List at least one specific improvement, and at least one specific regression (that is to say, something this solution does worse than the previous tokenizer).

In [None]:
import random
import re

# define a custom tokenizer function
def tokenize(the_string):
    token_list = re.findall(r"\w+", the_string)
    return token_list

sentences = ["This is the first example sentence.",
             "Cuz I'm Batman!",
             "What???!!",
             "Engage the hyper-drive!",
             "True music aficionados listen to Röyksopp, Schweißer, and Sígur Rós...",
             "Bankers only care about $$$",
             "My phone number is 555-123-4567",
             "Stalag 17 might be Billy Wilder's best movie!",
             ":-)"]

example = random.choice(sentences)
print("The sentence is:")
print(example)
print("Tokenization yields this list:")
print(tokenize(example))

*put your answers here*

**Exercise.**
This continues the previous exercise.
Modify your code so that each punctuation symbol is treated as a word.
So `"Sue slept."` would be tokenized as `["Sue", "slept", "."]`,
`"Sue, stop!"` as `["Sue", ",", "stop", "!"]`,
and `"Sue and Bill..."` as `["Sue", "and", "Bill", ".", ".", "."]`.

*Hints:*
If you're stuck with the exercise, highlight the text below to read some tips.

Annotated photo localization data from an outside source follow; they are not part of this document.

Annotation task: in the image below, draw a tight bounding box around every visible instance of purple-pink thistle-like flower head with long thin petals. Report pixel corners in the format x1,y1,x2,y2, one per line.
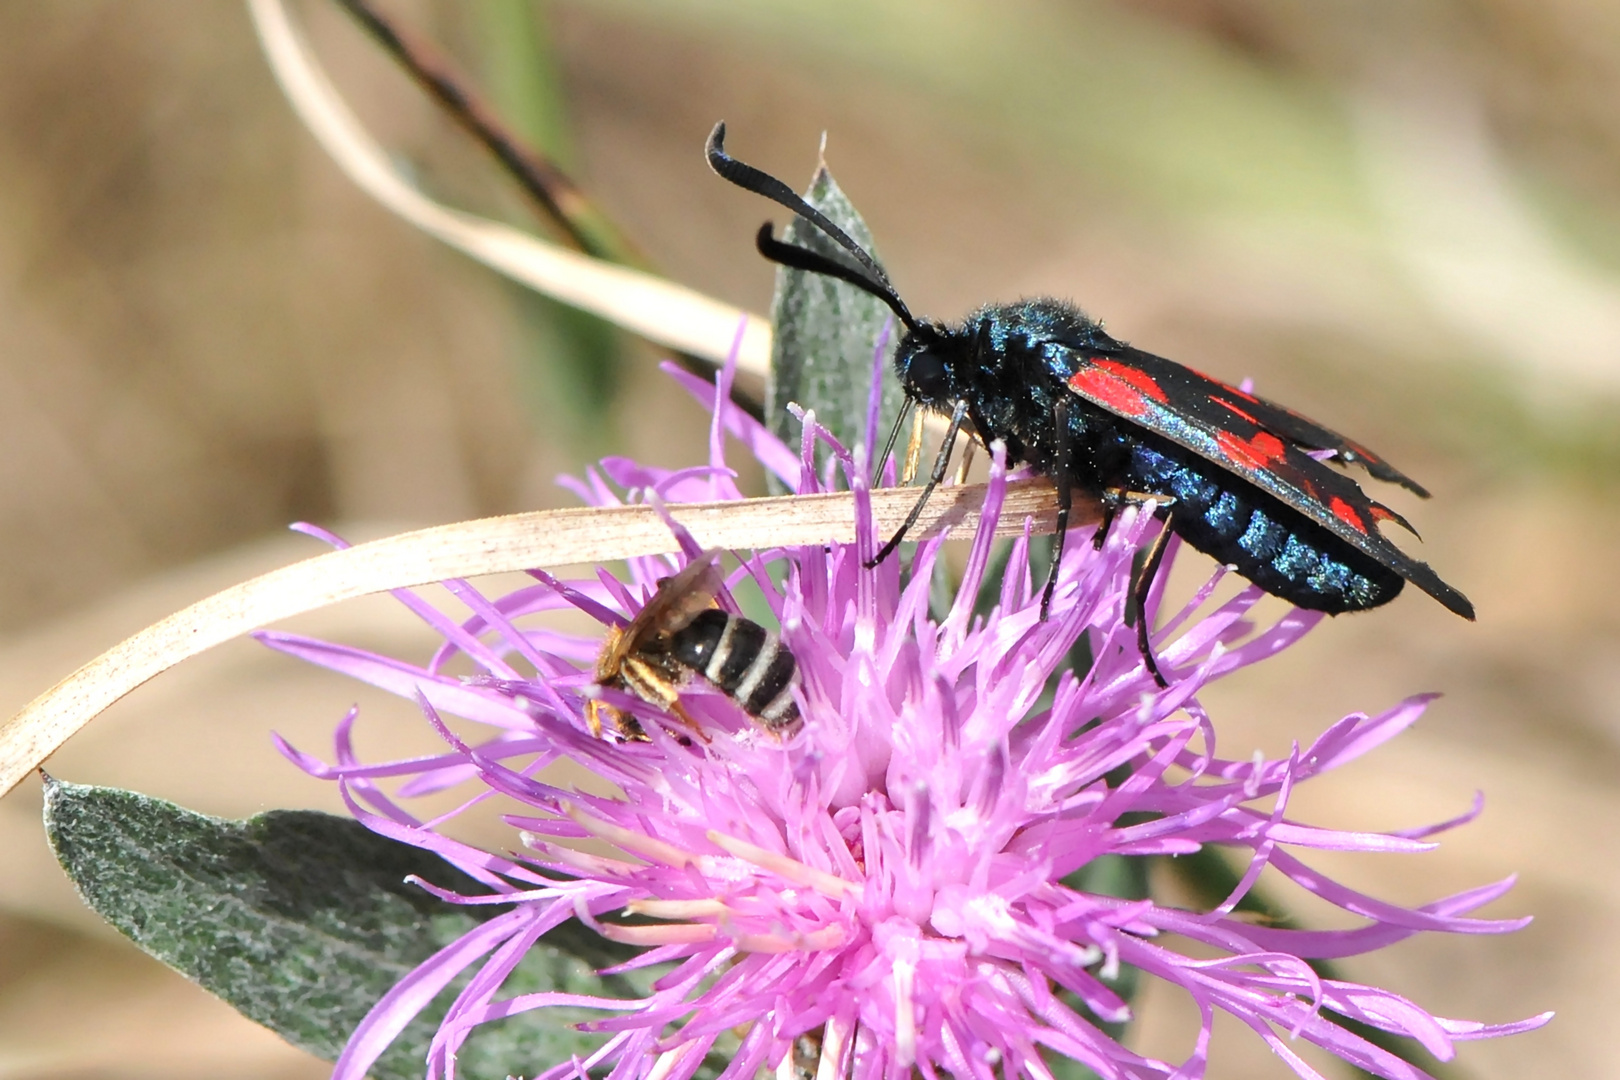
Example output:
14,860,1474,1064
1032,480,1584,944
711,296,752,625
259,354,1550,1080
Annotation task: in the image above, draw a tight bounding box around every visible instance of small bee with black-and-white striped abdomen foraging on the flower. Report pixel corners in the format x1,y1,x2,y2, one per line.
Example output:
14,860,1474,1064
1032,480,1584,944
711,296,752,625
586,551,799,738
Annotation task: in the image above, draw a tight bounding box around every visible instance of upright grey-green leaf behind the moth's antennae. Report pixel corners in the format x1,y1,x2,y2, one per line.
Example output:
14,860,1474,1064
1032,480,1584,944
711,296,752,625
765,165,904,488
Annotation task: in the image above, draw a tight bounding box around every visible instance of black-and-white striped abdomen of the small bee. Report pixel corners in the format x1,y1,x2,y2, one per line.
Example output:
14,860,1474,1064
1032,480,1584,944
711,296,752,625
669,607,799,730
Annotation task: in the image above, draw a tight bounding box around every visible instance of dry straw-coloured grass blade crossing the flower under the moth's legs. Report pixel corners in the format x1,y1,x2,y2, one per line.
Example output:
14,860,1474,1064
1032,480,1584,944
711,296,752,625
0,479,1075,795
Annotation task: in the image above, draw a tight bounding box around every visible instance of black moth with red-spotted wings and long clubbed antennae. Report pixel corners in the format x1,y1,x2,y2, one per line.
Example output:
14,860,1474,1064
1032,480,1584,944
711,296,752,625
706,125,1474,685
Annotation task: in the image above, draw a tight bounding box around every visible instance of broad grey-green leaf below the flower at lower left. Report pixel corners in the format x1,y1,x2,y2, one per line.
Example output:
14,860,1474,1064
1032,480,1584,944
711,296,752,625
45,780,656,1080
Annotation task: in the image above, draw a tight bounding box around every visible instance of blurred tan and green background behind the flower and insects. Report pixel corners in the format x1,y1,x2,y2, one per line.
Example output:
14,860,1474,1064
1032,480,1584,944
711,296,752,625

<span style="color:#000000;background-color:#000000;">
Use re.sub to insert whitespace before punctuation symbols.
</span>

In [None]:
# put your modified code here

**Exercise.**
You now know that

- `\w` matches word characters
- `\d` matches digits
- `\s` matches whitespace (space & tabs)
- `\S` matches anything that is not matched by `\s`.

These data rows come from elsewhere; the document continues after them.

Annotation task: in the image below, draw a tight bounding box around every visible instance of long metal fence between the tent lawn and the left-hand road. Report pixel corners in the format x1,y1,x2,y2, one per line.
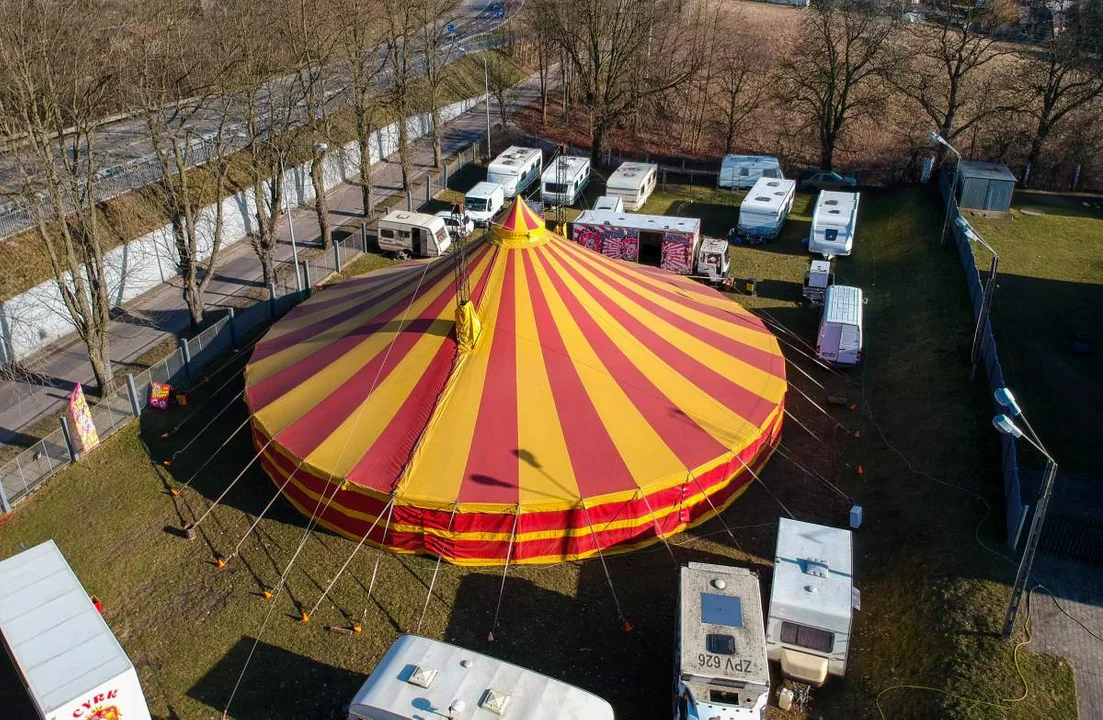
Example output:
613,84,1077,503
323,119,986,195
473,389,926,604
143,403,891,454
0,136,485,513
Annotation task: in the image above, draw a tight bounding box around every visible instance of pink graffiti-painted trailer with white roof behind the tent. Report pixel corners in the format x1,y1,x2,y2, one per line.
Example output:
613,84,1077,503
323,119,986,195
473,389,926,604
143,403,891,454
570,209,700,275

So what might `\W` and `\D` match?
Experiment with `re.findall` in the code cell below to verify your answer.

In [None]:
# experiment here

*put your description of \W and \D here*

Writing a high-quality tokenizer is actually a very challenging task.
All kinds of edge cases must be taken into account.
For example, how should one tokenize any of the following:

- *$20*
- *R2-D2*
- *www.somedomain.com/query?=5328_iawb;id=293*

The answer is not straight-forward and depends on why exactly you want to tokenize strings to begin with.
We will see concrete applications in the remainder of this unit.
For this application, the tokenizer doesn't have to be top-notch - the regex `r"\w+"` will do the job just fine.
But even for such simple applications, tokenization can be very hard depending on the language.
English makes our life easy because of the convention that words are separated by spaces.

```
WedonotwriteEnglishsentenceslikethiswithoutanyspacebetweenwords.
```

But some languages do not follow this convention, for instance Chinese.
Writing a tokenizer for Chinese is a much harder task that requires a good understanding of the language.
One short regular expression won't cut it for Chinese.
This is a good example of how a piece of language technology might be straight-forward for language X, but really hard for language Y.
This happens quite often.
In an ideal world, the engineers working on language technology would have a solid background in linguistics that makes them aware of how much languages can vary.
Unfortunately, we do not live in this ideal world; many pieces of language technology do not work well for certain languages because the programmers made assumptions that simply do not hold for these languages.

## Bullet point summary

- Tokenization is the process of converting a sentence or text from a string to a list.
- A basic tokenization recipe:

```python
re.findall(r"\w+", string_to_be_tokenized)
```

- `re.findall` takes a regular expression R and a string S and returns a list of all matches for R in S.
- Regular expressions provides shorthands for matching specific classes:
    - `\w` matches word characters (A-Z, a-z, 0-9),
    - `\d` matches digits (0-9),
    - `\s` matches whitespace,
    - `\W`, `\D`, and `\S` match whatever is not matched by `\w`, `\d`, and `\s`.